De la nécessité de rallumer les « lumières » de la solidarité et du Solidarisme

La France continue de faire face aux pires coups du sort. Après le drame de l’assassinat du professeur Samuel Paty, celui de la policière Stéphanie Monfermé vient faire l’horrible démonstration de l’incapacité des démocraties à tout contrôler. L’imprévu, la fragilité échappent et la contingence en société ne se maitrise pas dans l’anticipation des problèmes mais dans la construction ou la réaffirmation d’un modèle social, politique et économique qui donne une place à chacun, une perspective à tous. Nous traversons, désormais sur fond d’échéances électorales, une période qui cristallise les problèmes les plus délicats qui peuvent se poser à un État : la contestation de son autorité et de ses institutions par l’insécurité et le terrorisme, une perte de confiance en ses ses capacités à s’organiser et à protéger dans ce contexte difficile de pandémie qui engendre une crise économique et sanitaire.
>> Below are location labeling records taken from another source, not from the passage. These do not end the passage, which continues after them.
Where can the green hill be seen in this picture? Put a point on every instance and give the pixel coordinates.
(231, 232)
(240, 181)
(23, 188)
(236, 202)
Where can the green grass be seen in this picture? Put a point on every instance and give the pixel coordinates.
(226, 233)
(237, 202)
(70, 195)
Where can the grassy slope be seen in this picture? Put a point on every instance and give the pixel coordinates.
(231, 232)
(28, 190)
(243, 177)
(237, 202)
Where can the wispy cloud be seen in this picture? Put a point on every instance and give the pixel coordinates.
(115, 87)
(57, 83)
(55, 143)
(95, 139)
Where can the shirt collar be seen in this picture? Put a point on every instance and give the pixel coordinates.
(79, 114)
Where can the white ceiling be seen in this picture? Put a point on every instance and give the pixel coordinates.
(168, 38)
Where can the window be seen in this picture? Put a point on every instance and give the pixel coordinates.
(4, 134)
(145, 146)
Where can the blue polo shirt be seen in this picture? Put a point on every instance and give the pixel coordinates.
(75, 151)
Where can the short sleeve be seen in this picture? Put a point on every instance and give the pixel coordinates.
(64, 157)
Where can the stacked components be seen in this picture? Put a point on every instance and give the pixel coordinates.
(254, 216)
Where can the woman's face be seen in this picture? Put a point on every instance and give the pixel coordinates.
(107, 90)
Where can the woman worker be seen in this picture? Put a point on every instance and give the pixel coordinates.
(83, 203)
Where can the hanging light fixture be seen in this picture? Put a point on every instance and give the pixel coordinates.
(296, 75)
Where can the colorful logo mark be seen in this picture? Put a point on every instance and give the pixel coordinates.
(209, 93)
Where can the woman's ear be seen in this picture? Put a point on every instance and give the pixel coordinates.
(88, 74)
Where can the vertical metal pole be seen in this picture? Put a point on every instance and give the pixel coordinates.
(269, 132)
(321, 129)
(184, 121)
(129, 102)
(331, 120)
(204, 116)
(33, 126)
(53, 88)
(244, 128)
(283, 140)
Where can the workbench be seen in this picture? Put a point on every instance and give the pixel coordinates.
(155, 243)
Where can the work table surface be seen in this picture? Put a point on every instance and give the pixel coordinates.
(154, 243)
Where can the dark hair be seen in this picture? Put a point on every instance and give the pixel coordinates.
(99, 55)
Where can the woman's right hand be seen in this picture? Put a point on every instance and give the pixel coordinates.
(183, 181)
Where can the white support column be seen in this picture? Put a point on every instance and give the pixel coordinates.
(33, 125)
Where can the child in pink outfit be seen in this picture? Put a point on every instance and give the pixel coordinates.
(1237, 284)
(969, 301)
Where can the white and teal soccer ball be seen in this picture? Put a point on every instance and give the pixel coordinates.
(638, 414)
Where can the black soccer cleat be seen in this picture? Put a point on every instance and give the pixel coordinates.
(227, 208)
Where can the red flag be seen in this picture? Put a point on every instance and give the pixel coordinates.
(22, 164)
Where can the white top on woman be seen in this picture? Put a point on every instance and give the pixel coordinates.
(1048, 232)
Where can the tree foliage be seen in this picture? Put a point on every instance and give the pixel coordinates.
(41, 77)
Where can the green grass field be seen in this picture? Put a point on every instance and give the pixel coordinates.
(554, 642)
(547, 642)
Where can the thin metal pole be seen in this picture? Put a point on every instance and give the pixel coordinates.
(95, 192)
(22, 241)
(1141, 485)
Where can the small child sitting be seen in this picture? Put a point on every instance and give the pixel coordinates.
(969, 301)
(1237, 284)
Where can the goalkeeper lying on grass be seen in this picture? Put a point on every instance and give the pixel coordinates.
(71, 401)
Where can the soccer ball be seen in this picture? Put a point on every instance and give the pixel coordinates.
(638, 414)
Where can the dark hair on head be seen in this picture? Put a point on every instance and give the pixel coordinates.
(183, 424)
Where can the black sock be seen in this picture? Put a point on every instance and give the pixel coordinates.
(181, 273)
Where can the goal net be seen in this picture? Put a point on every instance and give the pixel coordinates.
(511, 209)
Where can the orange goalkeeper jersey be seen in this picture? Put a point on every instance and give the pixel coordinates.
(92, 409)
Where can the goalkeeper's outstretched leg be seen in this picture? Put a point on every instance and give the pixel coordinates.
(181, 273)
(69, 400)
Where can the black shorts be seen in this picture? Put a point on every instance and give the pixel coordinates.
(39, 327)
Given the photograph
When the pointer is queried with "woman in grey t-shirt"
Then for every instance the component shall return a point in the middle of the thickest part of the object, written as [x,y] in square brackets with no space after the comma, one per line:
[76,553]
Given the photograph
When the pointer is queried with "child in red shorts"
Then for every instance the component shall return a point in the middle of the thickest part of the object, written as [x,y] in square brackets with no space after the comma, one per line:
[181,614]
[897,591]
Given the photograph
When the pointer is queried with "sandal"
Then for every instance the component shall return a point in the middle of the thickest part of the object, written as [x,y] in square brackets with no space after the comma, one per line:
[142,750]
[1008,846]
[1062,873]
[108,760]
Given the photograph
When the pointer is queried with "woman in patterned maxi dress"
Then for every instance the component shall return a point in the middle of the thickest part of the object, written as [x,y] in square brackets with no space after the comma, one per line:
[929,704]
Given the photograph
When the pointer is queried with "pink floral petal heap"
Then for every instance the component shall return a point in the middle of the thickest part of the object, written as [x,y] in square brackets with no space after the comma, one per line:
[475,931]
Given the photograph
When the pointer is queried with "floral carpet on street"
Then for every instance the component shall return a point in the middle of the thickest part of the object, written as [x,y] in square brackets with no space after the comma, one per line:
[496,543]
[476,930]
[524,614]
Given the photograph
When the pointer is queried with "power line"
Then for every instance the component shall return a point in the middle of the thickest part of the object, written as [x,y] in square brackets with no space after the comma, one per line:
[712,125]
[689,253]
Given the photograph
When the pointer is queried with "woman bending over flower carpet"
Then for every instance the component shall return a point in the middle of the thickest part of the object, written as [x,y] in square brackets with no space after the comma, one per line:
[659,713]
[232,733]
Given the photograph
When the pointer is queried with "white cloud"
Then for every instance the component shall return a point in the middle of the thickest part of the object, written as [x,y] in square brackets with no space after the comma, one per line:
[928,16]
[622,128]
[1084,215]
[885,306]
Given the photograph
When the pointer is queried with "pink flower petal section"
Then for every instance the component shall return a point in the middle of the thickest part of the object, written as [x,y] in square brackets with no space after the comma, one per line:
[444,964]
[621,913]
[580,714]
Pour autant, les français doivent-ils lui jeter la pierre ? Sûrement pas, même si à l’image du problème le plus douloureux, celui du terrorisme pour lequel malgré 14 lois déjà adoptées sur le sujet, le phénomène persiste sur notre sol, voire même s’amplifie, et que les français ont des raisons de s’interroger sur le bien fondé et l’efficacité des politiques menées dans cette matière.
Sans volet social, sans image projetée d’une société libre, égale, fraternelle et solidaire, aux valeurs défendues à égalité et au même titre que la sécurité collective et individuelle de ses membres, il n’y a pas plus de modèle républicain et plus de modèle français.
Devant les difficultés, face aux coups du sort et aux problèmes, le sage cherche des solutions quand le vulgaire, cherche des coupables. Cette maxime un peu triviale résume la situation qui prévaut dans les nombreux États qui s’enferment peu à peu dans des logiques autocratiques et sécuritaires. Des illusions. Et dans le monde d’aujourd’hui, les exemples se font de plus en plus nombreux : Turquie, Russie, Chine, Inde, Brésil, Birmanie, États africains,…
Mais en France nous avons une chance inouïe. Nous disposons d’un formidable héritage littéraire, politique et philosophique pour faire face à cette inflexion mondiale. Nos « lumières » ne demandent qu’à briller de tout leur éclat et nous pouvons sans hésiter nous en prévaloir et nous en inspirer pour redonner du sens et un modèle plus conforme à notre démocratie française.
L’une de ces « lumières » nous a été proposée à la fin du XIXème siècle par Léon Bourgeois, Son credo était « L’individu isolé n’existe pas ». Il en a fait une doctrine politique, le solidarisme qu’il a exposé en 1896 dans son ouvrage Solidarité. Le solidarisme au niveau de l’individu est fondé sur la « responsabilité mutuelle qui s’établit entre deux ou plusieurs personnes » ou encore un « lien fraternel qui oblige tous les êtres humains les uns envers les autres, nous faisant un devoir d’assister ceux de nos semblables qui sont dans l’infortune ». Sous la IIIe république, du point de vue de l’Etat, le solidarisme de Léon Bourgeois se veut une réponse philosophique et sociopolitique moderne du Parti Radical face au libéralisme et à la poussée du socialisme. Basé sur la mutualité considérée comme la « règle suprême de la vie commune », le solidarisme entend apporter à la République un fondement théorique capable de s’imposer durablement et de légitimer l’intervention de l’Etat, comme expression de la volonté générale mais dans le respect de la liberté individuelle. C’est au nom de la solidarité qu’a été défendu le principe de l’impôt sur les successions, sur les revenus et du système de retraite pour les travailleurs. L’idée de solidarisme est d’autant plus intéressante à réhabiliter dans notre société qu’elle incarne la mise à l’épreuve de la liberté individuelle par l’égalité et la fraternité, un graal démocratique. Nous nous sommes attachés à deux affirmations pour le démontrer.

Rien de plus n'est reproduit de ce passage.